With the simple black pan trending hot again, there is no dearth of recipe sources.
Lodge Cast Iron published “The Lodge Cast Iron Cookbook” in 2012, followed by “Lodge Cast Iron Nation” in 2014. Meanwhile, specialty magazines such as Taste of the South’s Southern Cast Iron and Country Living’s Cast Iron Recipes have popped up at newstands, offering all kinds of down-home favorites, from lasagna to chicken and dumplings.
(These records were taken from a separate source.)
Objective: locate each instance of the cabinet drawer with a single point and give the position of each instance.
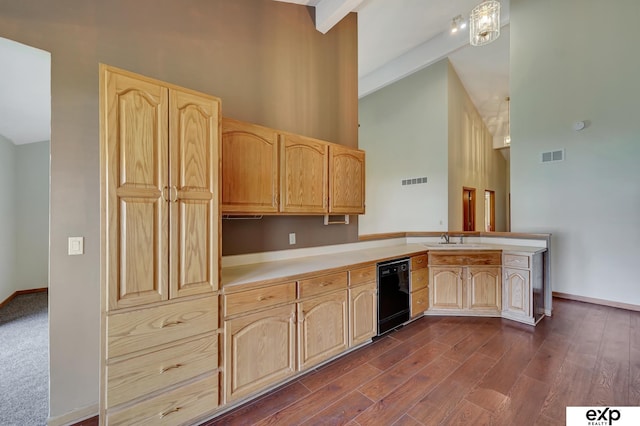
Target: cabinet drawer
(179, 406)
(419, 302)
(142, 329)
(516, 261)
(466, 258)
(419, 279)
(362, 275)
(251, 300)
(323, 284)
(135, 377)
(419, 262)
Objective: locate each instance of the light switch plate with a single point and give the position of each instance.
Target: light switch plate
(76, 246)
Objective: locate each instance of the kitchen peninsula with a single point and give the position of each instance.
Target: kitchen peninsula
(285, 312)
Like so many trends these days — Mason jars, pressure cookers, fermented products — the cast-iron pan in all of its familiar shapes and sizes (skillet, Dutch oven, grill pan and griddle) was forged from equal parts necessity and innovation.
“If this pan could talk, the stories it could tell,” said Hearne, who took a tour of the Lodge Cast Iron foundry while writing her first cookbook, then served as a judge at Lodge’s National Cornbread Festival.
Originally slung over the open fires of Europe, the treasured pieces were carried by settlers to the New World, where pioneering companies such as Griswold and Wagner (now out of business) sprung up, pouring molten iron into sand-clay molds to “cast” new pans.
These days, the sturdy pots are being reinvented by a new generation of American companies hoping to improve on perfection.
Nest Homeware of Rhode Island has added twig-style handles for a hand-crafted, bespoke look.
Field Company of New York has kept the 1930s look but made the pans much lighter (and easier on the wrist).